To find the approximate value of a function, f(x,y) in the vicinity of a point, we need to use the equation of a tangent plane at the point. A linear approximation is nothing but the equation of a tangent plane at a point on a three-dimensional surface. So, if we have the coordinates of a point and the partial derivatives at the point, we can find the equation of linear approximation. The analogy of the following formula can be applied to find the linear approximation.

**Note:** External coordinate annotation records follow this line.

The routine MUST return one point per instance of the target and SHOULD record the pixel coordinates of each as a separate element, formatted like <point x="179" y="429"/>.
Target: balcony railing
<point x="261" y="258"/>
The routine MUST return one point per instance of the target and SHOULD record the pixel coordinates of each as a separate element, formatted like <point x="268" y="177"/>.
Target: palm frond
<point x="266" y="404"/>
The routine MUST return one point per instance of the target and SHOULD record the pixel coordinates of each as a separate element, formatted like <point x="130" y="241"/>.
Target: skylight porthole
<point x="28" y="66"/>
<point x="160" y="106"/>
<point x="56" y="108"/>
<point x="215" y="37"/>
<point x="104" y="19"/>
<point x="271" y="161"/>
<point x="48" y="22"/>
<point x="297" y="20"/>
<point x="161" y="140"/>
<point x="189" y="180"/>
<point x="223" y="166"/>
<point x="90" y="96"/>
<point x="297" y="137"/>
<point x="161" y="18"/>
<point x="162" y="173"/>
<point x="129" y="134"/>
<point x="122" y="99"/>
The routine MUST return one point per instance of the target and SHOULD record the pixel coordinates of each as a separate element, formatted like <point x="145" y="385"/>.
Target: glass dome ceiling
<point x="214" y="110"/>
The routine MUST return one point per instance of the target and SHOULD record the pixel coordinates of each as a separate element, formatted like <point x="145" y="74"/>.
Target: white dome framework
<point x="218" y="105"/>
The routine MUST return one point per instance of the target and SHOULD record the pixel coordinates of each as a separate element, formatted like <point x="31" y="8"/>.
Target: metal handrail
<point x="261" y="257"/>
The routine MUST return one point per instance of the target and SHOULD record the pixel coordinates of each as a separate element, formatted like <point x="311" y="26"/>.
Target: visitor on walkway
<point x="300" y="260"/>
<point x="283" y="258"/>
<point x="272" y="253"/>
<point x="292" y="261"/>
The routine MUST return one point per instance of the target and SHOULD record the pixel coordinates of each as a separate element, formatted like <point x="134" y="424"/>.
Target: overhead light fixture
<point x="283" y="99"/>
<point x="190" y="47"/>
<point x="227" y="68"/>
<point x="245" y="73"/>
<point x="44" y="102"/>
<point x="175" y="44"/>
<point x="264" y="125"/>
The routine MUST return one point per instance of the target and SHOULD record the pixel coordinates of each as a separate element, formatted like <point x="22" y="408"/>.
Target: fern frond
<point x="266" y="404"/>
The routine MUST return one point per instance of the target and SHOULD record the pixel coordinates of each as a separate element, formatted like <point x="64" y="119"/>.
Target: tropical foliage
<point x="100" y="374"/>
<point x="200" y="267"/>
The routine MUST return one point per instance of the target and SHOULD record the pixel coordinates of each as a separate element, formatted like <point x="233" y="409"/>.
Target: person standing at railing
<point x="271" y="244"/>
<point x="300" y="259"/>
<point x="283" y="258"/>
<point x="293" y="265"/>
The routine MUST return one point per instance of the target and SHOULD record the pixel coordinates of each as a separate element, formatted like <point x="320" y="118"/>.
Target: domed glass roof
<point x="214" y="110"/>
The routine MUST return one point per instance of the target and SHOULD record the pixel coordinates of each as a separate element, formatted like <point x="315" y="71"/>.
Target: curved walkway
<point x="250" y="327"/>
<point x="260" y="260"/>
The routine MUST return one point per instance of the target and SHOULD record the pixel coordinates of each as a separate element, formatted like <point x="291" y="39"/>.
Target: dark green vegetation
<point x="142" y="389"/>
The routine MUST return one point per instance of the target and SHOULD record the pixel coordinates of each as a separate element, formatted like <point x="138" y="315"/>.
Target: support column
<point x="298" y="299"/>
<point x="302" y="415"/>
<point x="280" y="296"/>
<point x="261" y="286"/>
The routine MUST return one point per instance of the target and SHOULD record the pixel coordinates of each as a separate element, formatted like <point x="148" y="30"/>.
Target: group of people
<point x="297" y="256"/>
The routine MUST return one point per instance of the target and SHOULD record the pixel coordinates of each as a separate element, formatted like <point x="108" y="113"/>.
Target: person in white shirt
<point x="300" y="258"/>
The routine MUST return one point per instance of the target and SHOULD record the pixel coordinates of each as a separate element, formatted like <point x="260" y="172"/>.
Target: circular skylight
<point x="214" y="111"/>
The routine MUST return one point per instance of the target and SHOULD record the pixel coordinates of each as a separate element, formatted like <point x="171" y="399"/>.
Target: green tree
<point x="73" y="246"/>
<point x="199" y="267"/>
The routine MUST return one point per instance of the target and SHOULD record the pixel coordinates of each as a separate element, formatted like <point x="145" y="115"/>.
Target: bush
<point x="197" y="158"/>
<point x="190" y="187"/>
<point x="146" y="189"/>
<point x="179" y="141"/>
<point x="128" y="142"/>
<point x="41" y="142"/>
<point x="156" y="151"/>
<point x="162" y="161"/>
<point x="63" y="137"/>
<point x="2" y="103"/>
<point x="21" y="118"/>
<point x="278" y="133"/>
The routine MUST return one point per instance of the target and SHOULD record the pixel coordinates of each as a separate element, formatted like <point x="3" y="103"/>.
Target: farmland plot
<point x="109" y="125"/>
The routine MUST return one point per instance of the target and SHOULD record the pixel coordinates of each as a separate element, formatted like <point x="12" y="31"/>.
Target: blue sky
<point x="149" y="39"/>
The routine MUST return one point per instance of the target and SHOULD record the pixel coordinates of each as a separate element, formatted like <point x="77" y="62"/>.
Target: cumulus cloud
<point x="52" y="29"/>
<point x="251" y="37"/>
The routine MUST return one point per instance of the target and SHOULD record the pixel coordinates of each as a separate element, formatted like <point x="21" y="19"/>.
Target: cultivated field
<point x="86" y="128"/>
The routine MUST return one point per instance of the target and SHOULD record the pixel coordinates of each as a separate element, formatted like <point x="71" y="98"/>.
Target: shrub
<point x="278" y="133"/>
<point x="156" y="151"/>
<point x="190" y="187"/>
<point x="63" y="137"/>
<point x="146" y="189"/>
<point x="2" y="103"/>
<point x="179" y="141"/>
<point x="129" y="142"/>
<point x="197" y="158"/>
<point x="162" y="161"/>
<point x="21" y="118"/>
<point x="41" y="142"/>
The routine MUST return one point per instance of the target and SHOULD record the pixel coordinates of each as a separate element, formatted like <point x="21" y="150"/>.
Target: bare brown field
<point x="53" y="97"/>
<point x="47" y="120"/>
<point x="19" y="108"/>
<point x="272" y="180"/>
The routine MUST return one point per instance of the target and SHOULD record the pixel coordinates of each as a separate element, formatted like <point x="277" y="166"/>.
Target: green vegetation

{eq}\begin{align} L(x, y)- f(a, b) &= f_{x}(a, b) (x-a)+ f_{y}(a, b) (y-b) & \left[\text{ This equation gives the approximate value of a function about the point }\; (a, b, f(a, b)) \right]\\ \end{align} {/eq}

{eq}\begin{align} f(-1, 2) &= 2\\ f_{x}(-1,2) & = -2\\ f_{y}(-1,2) &= 1\\ L(x, y)- f(a, b) &= f_{x}(a, b) (x-a)+ f_{y}(a, b) (y-b) & \left[\text{ Apply this formula to find the equation of linear approximation: }\; \right]\\ \Rightarrow L(x, y)- 2 &= (-2) (x+1)+ (1) (y-2) \\ \Rightarrow L(x, y) &= -2 (x+1)+ y-2+2 & \left[\text{ Apply the values } \right]\\ \Rightarrow L(x, y) &= -2 (x+1)+ y & \left[\text{ This is the equation of linear approximation about the point }\; (-1,2, f(-1,2)) \right]\\ \Rightarrow f(-1.1, 1.9) &= L(-1.1, 1.9)\\ &= -2 (-1.1+1)+ 1.9\\ &= -2 (-0.1)+ 1.9\\ &= 0.2 + 1.9\\ &= 2.1 \\ \end{align} {/eq}

Therefore, the estimated value is:

{eq}\displaystyle \boxed{\color{blue} { \matrix{ \begin{align} f(-1.1, 1.9) = 2.1 \\ \text{Correct Answer is represented by} \; :c \\ \end{align}} }} {/eq}